Intimate relationships suffer because I miss someone when they’re not around, but I get bored with them when they are around.
Most recent dumb, noisy fidget I got called out for recently was putting out one palm and snapping my finger on the other hand against it. It kind of felt like a game while I was listening to my friends speak. I got super focused on trying to make the snap noise happen the same time as that my knuckles would make contact with my palm. IDK what made me do it, I just subconsciously started doing it, but it was entertaining as hell
It was a long time before i knew that bouncing my leg was a symptom commonly associated with ADHD.

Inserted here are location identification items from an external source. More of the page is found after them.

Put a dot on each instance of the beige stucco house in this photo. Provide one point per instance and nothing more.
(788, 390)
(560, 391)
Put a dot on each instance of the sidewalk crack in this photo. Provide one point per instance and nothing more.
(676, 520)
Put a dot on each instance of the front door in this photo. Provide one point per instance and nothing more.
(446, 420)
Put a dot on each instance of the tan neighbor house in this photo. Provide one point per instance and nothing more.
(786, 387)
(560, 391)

I very much relate to the slapping parts of my body. Im a drummer and i fidget a lot by making the world (including myself) a drum kit. I also click a beat with my tongue and tap my teeth together!
Prone to Sensory Overload
I don’t like noise that I’m not in control of. I can’t stand the sound of neighbors doing yard work, repairs, etc… Music I don’t like in stores or waiting rooms (seriously why have unrelaxing music in the waiting room at the pdoc?). I can’t stand the awful noise my shitty fridge makes or my dying dryer. I hate blow drying my hair because it’s too loud. I hate alarms, even when it’s music I like. I don’t like how loud the shower is or when my cat meows incessantly.
And forget bars, sensory overload.
oh god now im way too aware of the ticking clock behind me guess its time to leave the state
Delayed Auditory Processing
I make faces, & say things in weird voices, to emphasize what I’m saying. Very overly animated. My family will now point it out to me so that I can be more aware of it, because I’m sure I look like a weirdo.

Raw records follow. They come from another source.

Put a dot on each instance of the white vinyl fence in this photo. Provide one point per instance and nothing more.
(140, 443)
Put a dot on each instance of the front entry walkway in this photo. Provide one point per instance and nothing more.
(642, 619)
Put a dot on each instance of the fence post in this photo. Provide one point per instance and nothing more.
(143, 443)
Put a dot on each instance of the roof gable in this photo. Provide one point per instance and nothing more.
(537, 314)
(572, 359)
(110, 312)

Also (and I didn’t realize that I did this until after I was diagnosed), I’ll pretend I didn’t hear what you said – “Sorry, what?” when I need an extra few beats to process what you said. Little bit of delayed auditory processing there, or when you speak to me but don’t have my full attention.
When it’s late, and I’m tired, I sometimes can’t find the right words. I lose my words and struggle to say what I want to say. I hate that. But it means, it’s time for bed.
I say, “Huh?”, even if I heard you, because it takes me about five seconds to process the stimulation of someone speaking to me, especially if it’s out of nowhere.
Hypersensitivity to Touch
hypersensitivity to certain types of touch (tags on clothing…ugh. I also dislike socks/shoes touching my feet constantly, but that’s probably just me.)
I’ve always despised certain textures like felt or microfleece, and everyone’s always told me I was being stupid about it.
I figured out a while ago that I have problems with hypersensitivity, particularly with touch and sound, but it’s weird to see other people describing the same problem and it possibly being connected to ADHD.
For some reason I have always hated the feeling of construction paper and cardboard.